I am sorry I am all over the place with this post. Right now that is what is in my head. Thoughts going everywhere.




Sunday, January 8, 2012

I owe it to me!

I need a change. I write about it all the, I think about it all the time. I think I am OK with losing 60 pounds & since I have a normal BMI for the first time in years I am not pushing myself. Today though I realized that I owe it to myself. I have come to far to just stabilize. I owe it to myself to get these extra 20 pounds off. I am at my first goal weight. A weight I thought was going to be good but I am here & it is no good.

I have Jillian Michaels 30 Day Shred. I have never gotten past a week because I get bored. Well I see people that do the entire video, that stick with it & get results. I owe myself that. So starting tomorrow that is my Day 1!

I also have Jillian Michaels shred it with weights. My plan is the 30 day shred then after the 30 days pick up Shred it with Weights!

I know I can do this. I owe it to myself to be happy with what I see looking back in the mirror!








Monday, January 2, 2012

A New Year

Well I can safely say that I made it through the holidays without a gain! This is surprising to me because I truly felt like I may have over done it a little more then I should of. I am sad to admit though that when I went back & looked at my weight at the beginning at 2011 I am only down 4 pounds. That's it. 4 flippin pounds in an entire year. I feel like I wasted the entire year. My friend asked my how many inches I have lost over the year & I am unsure. So this year I took my measurements. I have gone down sizes so I guess well the scale did not move the measurements did.

My daughter & I


I do feel like it is time to step up though. I have a big birthday coming in March & I would really like to be down 10 pounds. I have 2 1/2 months to do it in & well I know it is doable I have no clue why the scale is not moving anymore. I do exercise everyday. I do need to find something different or to add. Not sure what.

Here is my last week of 2011. This was easier to pull off as I was on vacation so work did not get in the way!

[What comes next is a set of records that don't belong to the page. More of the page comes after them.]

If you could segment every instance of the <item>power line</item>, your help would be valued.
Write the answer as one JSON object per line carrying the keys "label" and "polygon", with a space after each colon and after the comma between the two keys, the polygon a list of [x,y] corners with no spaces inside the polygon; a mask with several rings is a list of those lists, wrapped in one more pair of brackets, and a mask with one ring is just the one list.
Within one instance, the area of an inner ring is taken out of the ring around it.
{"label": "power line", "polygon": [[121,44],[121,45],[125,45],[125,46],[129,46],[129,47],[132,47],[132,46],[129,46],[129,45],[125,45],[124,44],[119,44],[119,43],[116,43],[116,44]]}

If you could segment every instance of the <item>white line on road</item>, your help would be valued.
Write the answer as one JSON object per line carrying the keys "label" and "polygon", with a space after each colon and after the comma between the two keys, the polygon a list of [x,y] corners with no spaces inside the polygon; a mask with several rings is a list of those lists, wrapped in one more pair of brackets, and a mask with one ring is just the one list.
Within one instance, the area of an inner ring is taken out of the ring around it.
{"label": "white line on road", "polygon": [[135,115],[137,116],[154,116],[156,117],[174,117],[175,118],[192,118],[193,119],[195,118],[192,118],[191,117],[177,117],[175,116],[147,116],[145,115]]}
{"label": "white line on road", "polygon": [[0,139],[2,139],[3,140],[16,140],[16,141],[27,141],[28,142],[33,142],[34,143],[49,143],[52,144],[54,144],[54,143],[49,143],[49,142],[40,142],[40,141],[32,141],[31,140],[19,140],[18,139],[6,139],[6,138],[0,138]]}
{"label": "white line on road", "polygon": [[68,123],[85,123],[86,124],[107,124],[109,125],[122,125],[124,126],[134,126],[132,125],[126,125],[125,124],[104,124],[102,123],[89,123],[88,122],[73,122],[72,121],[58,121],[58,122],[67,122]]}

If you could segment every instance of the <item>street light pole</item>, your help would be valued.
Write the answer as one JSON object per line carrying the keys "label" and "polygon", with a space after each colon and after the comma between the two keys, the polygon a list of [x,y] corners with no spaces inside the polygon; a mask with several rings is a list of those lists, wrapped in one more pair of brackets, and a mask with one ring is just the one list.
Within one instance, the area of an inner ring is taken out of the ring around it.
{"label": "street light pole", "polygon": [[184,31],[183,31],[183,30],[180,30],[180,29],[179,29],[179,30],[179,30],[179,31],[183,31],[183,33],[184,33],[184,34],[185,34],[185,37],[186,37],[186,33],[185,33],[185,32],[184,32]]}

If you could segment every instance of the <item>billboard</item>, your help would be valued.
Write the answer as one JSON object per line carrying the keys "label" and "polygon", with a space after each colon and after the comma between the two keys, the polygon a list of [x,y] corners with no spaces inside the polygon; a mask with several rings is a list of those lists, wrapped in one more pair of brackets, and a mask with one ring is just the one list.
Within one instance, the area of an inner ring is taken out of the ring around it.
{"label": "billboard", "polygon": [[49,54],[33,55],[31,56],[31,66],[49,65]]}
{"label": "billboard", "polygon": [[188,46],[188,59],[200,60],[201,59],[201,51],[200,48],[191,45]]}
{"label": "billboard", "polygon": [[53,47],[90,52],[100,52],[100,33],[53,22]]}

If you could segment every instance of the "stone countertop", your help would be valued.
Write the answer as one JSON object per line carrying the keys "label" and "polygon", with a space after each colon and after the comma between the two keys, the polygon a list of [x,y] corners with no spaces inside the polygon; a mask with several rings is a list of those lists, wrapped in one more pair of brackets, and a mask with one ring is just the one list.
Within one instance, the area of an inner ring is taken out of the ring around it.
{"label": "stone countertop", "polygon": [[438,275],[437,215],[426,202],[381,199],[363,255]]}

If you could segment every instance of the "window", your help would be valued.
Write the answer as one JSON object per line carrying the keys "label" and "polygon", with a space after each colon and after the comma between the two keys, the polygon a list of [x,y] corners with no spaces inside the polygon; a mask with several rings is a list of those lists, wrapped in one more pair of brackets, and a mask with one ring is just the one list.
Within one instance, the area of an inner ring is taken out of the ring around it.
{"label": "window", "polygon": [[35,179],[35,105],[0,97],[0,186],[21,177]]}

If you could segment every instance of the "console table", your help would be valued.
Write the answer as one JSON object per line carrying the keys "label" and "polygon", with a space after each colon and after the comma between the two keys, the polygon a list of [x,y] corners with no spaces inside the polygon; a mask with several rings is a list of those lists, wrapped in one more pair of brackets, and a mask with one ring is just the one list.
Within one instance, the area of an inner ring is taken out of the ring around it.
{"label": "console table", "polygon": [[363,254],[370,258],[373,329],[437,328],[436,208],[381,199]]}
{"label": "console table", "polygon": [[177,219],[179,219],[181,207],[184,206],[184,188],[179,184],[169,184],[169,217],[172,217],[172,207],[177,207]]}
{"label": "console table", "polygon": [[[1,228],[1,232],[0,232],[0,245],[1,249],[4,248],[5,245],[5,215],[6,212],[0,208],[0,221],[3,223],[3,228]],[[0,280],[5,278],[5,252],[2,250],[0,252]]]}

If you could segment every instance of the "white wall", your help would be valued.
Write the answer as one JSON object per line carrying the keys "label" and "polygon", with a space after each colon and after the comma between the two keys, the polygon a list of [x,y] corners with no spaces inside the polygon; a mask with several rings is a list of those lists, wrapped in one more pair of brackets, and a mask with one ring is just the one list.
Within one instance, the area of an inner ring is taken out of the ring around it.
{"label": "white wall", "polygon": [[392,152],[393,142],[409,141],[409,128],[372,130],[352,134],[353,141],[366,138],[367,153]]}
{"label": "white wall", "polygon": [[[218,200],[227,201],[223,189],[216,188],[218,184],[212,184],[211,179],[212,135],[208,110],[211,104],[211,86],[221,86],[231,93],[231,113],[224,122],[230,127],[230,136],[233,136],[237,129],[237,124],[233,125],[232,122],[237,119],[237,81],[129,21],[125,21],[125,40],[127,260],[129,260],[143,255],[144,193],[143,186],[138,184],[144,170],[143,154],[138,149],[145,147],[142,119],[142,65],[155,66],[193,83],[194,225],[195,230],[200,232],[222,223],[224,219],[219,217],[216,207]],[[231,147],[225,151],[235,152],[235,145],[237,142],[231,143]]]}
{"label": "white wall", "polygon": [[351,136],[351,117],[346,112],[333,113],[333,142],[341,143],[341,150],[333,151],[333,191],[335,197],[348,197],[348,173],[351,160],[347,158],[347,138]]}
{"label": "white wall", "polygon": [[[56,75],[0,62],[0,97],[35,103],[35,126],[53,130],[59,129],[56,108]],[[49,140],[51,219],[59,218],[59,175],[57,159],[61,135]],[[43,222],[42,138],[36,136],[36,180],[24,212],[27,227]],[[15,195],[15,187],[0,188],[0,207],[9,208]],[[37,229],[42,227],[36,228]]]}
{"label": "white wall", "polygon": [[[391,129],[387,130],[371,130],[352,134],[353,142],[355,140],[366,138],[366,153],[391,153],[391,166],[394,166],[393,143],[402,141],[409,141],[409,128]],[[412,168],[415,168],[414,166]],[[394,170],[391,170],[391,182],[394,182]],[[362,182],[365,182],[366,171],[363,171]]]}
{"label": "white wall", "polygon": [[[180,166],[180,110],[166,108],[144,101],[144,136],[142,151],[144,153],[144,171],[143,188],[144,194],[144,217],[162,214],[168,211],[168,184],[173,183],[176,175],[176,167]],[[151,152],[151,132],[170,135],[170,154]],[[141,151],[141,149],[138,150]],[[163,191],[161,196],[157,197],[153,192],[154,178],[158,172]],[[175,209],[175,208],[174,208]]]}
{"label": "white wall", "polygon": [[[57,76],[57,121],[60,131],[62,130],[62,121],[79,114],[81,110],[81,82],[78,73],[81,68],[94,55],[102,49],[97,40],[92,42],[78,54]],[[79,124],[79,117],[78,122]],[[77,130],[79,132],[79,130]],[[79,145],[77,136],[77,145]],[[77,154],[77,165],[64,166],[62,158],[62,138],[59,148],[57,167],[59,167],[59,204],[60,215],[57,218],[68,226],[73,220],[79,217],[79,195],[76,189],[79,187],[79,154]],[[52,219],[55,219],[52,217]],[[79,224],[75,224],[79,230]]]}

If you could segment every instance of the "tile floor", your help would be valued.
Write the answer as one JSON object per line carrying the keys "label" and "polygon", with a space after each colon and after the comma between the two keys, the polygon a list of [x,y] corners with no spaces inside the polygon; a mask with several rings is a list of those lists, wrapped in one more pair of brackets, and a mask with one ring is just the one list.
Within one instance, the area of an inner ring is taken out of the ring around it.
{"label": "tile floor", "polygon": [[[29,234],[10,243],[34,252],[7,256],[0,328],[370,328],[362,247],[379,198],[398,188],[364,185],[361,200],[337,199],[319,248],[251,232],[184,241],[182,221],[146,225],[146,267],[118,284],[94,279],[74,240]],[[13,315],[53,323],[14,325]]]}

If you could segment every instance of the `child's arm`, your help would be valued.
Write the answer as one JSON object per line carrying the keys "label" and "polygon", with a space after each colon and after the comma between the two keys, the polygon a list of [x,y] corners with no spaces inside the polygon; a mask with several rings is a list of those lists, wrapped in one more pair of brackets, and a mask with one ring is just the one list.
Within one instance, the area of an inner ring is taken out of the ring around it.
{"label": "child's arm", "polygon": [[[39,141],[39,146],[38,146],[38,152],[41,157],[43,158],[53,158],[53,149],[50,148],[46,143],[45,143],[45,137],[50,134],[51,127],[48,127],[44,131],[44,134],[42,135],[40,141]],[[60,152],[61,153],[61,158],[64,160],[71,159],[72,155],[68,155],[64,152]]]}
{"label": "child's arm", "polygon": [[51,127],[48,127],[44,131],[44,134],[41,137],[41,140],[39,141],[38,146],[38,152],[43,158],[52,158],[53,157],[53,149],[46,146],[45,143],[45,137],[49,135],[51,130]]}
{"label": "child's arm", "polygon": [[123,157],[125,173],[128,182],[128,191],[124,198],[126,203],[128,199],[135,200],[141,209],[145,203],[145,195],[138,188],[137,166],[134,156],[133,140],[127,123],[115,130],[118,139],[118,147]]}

I do know I want to plan out my meals better & add more weight training to my exercise. Also eat a little cleaner.
New Year's Eve


My meals right now are looking like

Breakfast ~ Activia with fiber, fruit & oats
Lunch ~ Salad, soy pudding with fruit & Nature Valley Oat Bar
Dinner ~ Is whatever I make

My biggest issue is when I get home to dinner time. I am thinking about a protein shake. I need to know what my snack will be. I think will help a lot from the mindless munching I do until dinner.

2012 WILL be the year I get to the weight I want to see on the scale!!!


Does anymore do protein shakes & if so what kind of protein do you use?